Editorial
Chouriços em varanda alheia
Do alto do nosso bom senso cívico, não imaginaríamos o vizinho de cima a ‘curar’ chouriços na varanda, deixando escorrer a gordura para a nossa roupa acabada de lavar
Um destes dias, numa oportunidade aproveitada para esticar as pernas no ambiente de ruralidade que ainda cerca a cidade de Leiria, algo quebrou repentinamente a tranquilidade do momento.
Num pequeno bairro, com prédios de rés-do-chão e primeiro andar, dotados de um pequeno jardim (cuidado por sinal) e algumas árvores no espaço público envolvente, o silêncio foi interrompido por um par de vozes exaltadas.
No apartamento de cima, uma jovem tinha chegado à varanda e, sem cerimónias, desatado a sacudir o tapete como se não houvesse rés-do-chão.
No andar de baixo, a moradora, que parecia estar de sentinela à espera de apanhar o flagrante delito, reagiu de imediato.
Em tom indignado, mas educado, a mulher, de meia idade, reclamou: “A menina não devia estar a sacudir os tapetes para o meu terraço”.
A resposta não se fez esperar: “Vá mas é para dentro sua velha rezingona, eu sacudo os tapetes quando me apetecer”, vociferou a jovem, num tom de superioridade.
Coitada daquela Dona Maria, que deve ter investido as suas poupanças num apartamento de superior qualidade, supostamente em zona tranquila, com chilrear de pássaros garantido pela manhã e mini-mercados a uma centena de passos, mas que não trazia acoplado o perfil psicológico dos restantes inquilinos.
Como esta semana vos damos conta, a urbanidade já não é só um aglomerado de condomínios.

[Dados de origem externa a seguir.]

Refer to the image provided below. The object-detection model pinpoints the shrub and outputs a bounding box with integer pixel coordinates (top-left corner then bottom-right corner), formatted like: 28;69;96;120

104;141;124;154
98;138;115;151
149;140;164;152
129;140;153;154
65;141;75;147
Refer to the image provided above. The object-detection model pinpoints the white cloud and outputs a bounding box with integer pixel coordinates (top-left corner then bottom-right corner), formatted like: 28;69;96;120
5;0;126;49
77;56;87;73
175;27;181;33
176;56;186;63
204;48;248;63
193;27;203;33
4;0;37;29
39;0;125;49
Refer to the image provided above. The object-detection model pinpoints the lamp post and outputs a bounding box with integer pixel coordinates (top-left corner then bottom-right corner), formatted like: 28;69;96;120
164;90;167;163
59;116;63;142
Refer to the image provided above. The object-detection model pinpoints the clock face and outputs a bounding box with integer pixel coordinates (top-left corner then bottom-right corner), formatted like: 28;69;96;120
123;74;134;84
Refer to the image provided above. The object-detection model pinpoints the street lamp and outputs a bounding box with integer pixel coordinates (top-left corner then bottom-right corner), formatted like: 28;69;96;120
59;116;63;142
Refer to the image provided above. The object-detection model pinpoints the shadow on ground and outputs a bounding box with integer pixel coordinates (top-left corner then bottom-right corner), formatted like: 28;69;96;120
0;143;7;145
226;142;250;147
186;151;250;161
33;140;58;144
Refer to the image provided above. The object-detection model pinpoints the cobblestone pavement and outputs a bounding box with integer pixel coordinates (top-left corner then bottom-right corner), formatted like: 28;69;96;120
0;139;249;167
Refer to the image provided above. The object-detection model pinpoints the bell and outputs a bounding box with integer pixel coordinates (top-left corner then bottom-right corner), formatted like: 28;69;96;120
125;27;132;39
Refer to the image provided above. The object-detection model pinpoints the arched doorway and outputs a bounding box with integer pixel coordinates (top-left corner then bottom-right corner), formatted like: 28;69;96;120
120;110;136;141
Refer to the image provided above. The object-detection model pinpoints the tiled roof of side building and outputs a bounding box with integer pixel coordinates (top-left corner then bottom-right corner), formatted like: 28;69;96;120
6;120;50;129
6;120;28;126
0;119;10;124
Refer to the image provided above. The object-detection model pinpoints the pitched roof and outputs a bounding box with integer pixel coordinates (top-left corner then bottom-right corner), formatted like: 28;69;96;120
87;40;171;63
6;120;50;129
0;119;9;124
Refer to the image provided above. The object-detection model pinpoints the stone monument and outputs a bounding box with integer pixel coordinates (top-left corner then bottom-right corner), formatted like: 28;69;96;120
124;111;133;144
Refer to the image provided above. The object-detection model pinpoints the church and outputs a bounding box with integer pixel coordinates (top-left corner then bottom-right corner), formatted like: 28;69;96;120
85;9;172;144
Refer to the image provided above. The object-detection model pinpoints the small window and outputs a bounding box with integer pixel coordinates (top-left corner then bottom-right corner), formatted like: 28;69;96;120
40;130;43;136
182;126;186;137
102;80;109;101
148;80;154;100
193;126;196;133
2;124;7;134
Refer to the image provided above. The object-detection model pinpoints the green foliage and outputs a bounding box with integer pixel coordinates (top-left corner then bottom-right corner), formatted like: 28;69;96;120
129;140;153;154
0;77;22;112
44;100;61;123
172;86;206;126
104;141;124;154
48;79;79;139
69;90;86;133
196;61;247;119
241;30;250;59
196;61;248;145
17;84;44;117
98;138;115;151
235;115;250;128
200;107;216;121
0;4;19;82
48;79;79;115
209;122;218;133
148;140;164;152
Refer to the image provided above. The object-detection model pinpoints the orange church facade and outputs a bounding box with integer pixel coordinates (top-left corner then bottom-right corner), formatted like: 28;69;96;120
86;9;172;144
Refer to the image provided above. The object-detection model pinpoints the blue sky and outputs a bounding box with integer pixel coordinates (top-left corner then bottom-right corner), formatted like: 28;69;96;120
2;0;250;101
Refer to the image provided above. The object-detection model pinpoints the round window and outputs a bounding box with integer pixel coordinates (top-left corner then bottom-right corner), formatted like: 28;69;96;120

Começa a ter cada vez mais “condemónios”, segundo definição do presidente da Associação Nacional de Proprietários, António Frias Marques, que embora proferida em tom de brincadeira não disfarça o desconforto crescente entre condóminos em alguns prédios da nossa região.
Do alto do nosso bom senso cívico, não imaginaríamos o vizinho de cima a ‘curar’ chouriços na varanda, deixando escorrer a gordura para a nossa roupa acabada de lavar.
Muito menos ter um condómino com gansos como animais de companhia. Mas é isso que têm que gerir actualmente alguns administradores de condomínio. Ou, em último caso, os Julgados de Paz.
Viver em comunidade nem sempre é fácil. Ainda assim, e tendo em conta alguns destes exemplos, será que, apesar de continuarmos a trilhar o caminho dos direitos de cidadania, não estamos por vezes a esquecer-nos da responsabilidade dos nossos deveres?